Garth Risk Hallberg to read from his bestselling novel "City on Fire" at UAlbany on November 29, 2016

Novel named a "Best Book of 2015" by the Washington Post, Los Angeles Times, and NPR

Related Media

Garth Risk Hallberg, author of the bestselling debut novel "City on Fire" (2015) Photo credit: Mark Vessey

ALBANY, NY (11/07/2016)(readMedia)-- Garth Risk Hallberg will read from his bestselling debut novel, City on Fire (2015), at 8:00 p.m. on Tuesday, November 29 in Page Hall, 135 Western Avenue, on the University at Albany's downtown campus. Earlier that same day at 4:15 p.m. the author will hold an informal seminar in the Assembly Hall, on UAlbany's uptown campus. Free and open to the public, the events are sponsored by the New York State Writers Institute.

Garth Risk Hallberg will discuss and read from his international bestseller City on Fire (2015). His debut novel was named one of the best books of 2015 by The Washington Post, Los Angeles Times, San Francisco Chronicle, The Wall Street Journal, NPR, and Vogue. Michiko Kakutani, reviewer for The New York Times, called the book "a novel of head-snapping ambition and heart-stopping power-a novel that attests to the young author's boundless and unflagging talents." Novelist Stephen King rated City on Fire "as close to a great American novel as this century has produced."

City on Fire is set in New York City and spans a seven month period between New Year's Eve 1976 through the city's blackouts in July of 1977. The story revolves around a varied web of characters-two estranged heirs to one of the city's great fortunes; two suburban teenagers involved in Manhattan's punk scene; a magazine reporter; and a detective-whose lives interconnect around a shooting in Central Park.

Vanity Fair dubed the book "a soaring debut. . . . Over the course of Hallberg's magisterial epic, distinctions of class, race, geography, and generation give way to an impression of the human condition that is both ambitious and sublime." A book of epic proportion at more than 900 pages, reviewers also have praised the very fine level of craftsmanship.

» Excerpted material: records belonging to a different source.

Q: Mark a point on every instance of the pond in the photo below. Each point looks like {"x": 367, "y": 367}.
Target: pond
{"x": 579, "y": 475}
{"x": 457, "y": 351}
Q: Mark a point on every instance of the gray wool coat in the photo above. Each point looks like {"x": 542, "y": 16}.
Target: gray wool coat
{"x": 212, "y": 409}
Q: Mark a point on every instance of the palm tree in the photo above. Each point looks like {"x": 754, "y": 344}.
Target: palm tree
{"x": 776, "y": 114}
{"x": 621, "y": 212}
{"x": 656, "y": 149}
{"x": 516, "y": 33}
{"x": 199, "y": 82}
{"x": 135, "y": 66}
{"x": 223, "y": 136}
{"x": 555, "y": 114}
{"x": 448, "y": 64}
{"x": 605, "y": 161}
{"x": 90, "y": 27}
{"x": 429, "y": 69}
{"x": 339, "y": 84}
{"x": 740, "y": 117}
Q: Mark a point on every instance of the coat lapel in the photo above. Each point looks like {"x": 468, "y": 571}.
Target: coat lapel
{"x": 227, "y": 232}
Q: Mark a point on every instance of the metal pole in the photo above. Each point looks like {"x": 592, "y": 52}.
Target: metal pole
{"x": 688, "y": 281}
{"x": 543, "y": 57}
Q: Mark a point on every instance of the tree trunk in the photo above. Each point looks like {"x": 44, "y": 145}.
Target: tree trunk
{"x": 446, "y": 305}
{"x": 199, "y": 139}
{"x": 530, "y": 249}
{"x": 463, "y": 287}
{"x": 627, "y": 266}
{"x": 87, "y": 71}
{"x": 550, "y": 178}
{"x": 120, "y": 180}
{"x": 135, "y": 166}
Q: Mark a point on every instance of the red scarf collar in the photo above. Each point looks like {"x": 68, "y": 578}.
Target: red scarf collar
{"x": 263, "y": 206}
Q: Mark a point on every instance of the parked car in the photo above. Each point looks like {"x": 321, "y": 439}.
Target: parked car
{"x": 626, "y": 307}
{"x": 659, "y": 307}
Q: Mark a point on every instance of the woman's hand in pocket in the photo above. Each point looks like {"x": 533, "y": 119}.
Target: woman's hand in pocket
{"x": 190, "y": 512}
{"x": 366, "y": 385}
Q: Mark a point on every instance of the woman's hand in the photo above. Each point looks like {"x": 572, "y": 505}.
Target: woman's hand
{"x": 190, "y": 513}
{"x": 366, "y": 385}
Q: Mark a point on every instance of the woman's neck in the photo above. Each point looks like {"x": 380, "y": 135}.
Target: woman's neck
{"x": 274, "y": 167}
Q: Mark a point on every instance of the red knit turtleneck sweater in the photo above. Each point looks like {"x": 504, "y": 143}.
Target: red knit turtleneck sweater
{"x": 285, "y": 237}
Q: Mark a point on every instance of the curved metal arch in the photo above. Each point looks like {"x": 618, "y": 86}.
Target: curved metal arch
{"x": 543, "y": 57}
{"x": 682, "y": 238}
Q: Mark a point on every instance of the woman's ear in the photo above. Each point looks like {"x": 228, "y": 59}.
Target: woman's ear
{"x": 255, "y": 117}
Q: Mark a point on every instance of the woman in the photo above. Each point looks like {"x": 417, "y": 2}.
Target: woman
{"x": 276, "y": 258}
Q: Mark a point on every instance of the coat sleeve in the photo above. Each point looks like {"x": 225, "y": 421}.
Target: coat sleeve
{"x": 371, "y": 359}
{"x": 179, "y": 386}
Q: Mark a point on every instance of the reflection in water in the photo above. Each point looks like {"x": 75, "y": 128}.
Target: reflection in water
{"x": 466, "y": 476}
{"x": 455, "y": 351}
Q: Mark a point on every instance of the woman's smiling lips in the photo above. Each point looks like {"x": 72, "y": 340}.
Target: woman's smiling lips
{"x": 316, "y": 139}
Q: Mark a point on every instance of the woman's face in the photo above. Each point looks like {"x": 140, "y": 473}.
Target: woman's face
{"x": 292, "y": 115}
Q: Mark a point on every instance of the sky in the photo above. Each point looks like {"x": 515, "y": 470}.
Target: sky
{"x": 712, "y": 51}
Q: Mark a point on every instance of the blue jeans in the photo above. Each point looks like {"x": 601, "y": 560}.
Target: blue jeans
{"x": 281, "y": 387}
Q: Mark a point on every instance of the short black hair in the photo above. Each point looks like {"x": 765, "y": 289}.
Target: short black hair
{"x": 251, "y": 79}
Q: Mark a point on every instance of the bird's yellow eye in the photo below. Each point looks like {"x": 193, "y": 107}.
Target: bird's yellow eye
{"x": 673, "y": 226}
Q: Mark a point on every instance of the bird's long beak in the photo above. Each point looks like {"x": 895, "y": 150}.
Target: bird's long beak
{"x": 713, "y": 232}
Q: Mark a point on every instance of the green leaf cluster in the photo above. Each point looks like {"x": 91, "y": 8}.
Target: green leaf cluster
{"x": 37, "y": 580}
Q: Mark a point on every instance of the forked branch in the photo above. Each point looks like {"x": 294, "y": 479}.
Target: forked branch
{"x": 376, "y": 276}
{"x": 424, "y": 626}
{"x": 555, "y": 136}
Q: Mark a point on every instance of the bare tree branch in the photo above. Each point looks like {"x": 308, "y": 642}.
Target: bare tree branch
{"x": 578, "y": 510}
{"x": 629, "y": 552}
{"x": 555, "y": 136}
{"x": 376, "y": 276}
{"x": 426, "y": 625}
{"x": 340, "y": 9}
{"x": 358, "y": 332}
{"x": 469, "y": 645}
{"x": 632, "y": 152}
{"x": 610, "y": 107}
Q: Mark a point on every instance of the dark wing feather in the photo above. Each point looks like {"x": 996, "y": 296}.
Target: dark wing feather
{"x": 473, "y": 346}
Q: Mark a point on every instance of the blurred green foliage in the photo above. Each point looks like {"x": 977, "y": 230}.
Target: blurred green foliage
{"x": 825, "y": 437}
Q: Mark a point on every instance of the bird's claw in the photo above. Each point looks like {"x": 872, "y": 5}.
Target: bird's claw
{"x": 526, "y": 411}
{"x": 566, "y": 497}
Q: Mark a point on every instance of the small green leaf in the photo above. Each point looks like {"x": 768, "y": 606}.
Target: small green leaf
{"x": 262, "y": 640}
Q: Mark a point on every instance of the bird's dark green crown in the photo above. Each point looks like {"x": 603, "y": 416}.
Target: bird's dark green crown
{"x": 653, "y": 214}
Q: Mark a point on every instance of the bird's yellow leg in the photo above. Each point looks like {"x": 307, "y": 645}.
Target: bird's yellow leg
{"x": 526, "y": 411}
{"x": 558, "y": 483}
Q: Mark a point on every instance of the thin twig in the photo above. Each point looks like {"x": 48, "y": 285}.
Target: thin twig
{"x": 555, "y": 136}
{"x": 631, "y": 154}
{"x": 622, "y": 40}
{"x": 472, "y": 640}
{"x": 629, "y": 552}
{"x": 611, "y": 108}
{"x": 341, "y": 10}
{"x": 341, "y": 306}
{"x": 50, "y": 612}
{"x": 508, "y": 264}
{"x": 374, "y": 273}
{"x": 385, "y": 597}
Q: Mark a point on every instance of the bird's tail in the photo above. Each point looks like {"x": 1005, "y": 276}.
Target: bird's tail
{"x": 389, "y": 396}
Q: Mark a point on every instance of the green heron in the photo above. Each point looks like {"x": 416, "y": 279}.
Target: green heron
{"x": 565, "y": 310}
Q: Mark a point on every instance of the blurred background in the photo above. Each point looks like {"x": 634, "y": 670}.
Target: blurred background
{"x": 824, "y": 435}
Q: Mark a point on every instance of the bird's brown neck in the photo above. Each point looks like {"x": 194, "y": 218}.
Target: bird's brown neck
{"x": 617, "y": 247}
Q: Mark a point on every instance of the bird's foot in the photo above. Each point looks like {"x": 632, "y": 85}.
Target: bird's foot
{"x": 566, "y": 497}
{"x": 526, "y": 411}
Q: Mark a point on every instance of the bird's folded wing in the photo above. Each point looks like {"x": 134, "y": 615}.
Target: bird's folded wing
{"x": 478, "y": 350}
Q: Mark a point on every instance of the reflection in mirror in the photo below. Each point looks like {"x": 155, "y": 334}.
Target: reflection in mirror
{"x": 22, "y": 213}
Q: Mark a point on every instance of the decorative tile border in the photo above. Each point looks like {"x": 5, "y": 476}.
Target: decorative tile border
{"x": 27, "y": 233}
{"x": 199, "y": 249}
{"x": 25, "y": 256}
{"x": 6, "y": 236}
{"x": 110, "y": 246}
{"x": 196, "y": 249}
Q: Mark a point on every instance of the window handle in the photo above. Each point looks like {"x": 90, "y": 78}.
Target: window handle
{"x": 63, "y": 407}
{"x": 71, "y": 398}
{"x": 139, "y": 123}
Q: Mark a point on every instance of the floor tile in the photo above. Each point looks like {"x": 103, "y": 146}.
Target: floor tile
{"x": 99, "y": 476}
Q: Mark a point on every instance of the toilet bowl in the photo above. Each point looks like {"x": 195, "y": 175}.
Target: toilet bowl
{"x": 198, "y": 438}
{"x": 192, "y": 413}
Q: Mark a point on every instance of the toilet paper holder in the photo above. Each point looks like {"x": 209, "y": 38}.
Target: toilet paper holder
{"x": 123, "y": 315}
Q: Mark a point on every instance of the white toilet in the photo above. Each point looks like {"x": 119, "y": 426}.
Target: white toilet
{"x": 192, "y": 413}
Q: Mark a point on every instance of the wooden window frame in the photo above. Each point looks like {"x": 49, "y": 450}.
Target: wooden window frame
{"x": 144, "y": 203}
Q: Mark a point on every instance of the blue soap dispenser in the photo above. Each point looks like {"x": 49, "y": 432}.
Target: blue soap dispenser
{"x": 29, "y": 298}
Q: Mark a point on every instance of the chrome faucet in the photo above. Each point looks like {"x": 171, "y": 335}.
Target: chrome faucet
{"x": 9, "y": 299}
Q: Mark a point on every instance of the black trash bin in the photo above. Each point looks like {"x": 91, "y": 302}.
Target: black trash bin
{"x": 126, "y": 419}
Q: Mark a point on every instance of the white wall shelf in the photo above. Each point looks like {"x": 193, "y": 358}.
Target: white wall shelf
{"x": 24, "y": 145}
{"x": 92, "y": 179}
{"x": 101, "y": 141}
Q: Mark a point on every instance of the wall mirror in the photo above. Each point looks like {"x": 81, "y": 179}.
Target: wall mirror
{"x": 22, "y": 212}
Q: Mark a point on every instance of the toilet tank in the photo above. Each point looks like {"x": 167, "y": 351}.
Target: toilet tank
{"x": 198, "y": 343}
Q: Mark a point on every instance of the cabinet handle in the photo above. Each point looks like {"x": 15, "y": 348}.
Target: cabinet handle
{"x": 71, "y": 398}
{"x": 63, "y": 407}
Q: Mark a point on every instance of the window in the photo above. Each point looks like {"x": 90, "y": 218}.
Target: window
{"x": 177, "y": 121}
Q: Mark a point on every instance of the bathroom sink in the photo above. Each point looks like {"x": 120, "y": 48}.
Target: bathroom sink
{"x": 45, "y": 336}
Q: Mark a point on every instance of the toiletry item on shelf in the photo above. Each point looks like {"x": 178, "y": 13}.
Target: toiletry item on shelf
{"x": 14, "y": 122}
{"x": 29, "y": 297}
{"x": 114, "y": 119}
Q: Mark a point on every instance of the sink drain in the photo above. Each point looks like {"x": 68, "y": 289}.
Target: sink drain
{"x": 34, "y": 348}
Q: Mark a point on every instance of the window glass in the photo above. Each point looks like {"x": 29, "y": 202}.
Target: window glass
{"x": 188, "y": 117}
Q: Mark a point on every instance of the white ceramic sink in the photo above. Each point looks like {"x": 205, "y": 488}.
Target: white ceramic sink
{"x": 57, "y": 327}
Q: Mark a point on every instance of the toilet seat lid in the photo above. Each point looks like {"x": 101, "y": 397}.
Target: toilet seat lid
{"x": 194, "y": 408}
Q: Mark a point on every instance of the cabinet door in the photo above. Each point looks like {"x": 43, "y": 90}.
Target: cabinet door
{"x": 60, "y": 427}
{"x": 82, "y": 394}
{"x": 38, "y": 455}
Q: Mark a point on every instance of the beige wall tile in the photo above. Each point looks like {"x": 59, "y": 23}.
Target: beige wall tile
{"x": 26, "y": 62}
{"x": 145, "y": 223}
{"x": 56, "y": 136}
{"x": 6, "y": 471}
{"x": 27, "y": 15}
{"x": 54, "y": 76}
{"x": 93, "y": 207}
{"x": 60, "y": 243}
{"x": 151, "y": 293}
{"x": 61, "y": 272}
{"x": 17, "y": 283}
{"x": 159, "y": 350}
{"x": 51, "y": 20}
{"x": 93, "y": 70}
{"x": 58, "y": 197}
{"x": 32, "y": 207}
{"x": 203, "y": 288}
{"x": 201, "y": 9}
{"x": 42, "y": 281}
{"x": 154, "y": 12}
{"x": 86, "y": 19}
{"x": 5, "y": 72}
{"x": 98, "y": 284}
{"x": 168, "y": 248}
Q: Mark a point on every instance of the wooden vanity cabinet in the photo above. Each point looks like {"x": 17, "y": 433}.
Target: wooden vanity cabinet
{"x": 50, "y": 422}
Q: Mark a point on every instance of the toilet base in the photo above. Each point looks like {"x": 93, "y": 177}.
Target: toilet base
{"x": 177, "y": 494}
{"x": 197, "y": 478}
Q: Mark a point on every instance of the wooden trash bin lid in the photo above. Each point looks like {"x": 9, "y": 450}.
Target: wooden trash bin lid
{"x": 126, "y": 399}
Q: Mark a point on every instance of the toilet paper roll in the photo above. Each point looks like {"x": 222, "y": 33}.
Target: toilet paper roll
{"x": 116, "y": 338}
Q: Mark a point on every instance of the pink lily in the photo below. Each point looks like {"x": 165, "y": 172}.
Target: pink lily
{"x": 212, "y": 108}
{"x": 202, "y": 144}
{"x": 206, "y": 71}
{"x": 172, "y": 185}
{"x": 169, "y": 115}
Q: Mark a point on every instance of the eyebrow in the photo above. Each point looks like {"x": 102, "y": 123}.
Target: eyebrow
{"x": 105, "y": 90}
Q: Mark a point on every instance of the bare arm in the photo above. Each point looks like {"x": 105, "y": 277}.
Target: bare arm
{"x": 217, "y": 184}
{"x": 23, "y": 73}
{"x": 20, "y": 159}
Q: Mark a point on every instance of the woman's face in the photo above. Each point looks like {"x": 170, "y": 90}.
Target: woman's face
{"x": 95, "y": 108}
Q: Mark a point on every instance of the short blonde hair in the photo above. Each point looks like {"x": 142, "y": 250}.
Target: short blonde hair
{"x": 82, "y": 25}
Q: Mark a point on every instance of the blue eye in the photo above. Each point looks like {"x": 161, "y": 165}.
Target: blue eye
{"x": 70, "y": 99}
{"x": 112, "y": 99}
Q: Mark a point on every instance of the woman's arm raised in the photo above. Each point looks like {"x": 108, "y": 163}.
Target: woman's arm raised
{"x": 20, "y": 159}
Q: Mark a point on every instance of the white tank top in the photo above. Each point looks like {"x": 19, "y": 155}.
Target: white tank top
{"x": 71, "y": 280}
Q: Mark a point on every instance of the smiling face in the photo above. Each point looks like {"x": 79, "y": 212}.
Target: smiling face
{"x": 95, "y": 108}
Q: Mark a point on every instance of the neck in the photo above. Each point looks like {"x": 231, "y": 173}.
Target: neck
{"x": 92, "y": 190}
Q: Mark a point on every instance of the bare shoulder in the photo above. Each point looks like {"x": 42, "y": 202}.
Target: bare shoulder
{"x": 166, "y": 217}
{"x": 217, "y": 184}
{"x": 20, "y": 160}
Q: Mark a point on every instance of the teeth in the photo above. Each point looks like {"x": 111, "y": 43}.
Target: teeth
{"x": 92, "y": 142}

Frank Rich, writing for The New York Times Sunday Book Review described Hallberg's talent "as conspicuous as the book's heft. There's rarely a less than finely honed sentence or a moment when you don't feel a sophisticated intelligence at work."

The book, for which Knopf paid $2 million for the publishing rights in a bidding war with a dozen other publishers, has received universal praise for vividly capturing the essence of New York City in the 1970s. Louis Menard, reviewer for The New Yorker, who lived in New York in the 1970s, said "Hallberg's powers of evocation are uncanny." Other reviewers agree that City on Fire deserves a place among other great homages to the City. Vogue calls the book "[An] exuberant, Zeitgeisty New York novel, like The Bonfire of the Vanities, The Emperor's Children, or The Goldfinch." The Pittsburgh Post-Gazette declared that "like Jonathan Franzen and Michael Chabon, Hallberg is brilliant at communicating the special energy of Manhattan. Unlike them, however, he paints on a much broader canvas."

Hallberg is also the author of a novella, A Field Guide to the North American Family (2007). His short stories have appeared in Prairie Schooner, Glimmer Train, and Best New American Voices 2008. A two-time finalist for the National Book Critics Circle Award for Excellence in Reviewing, his critical essays have appeared in the The New York Times Book Review, The Guardian, Slate, and The Millions.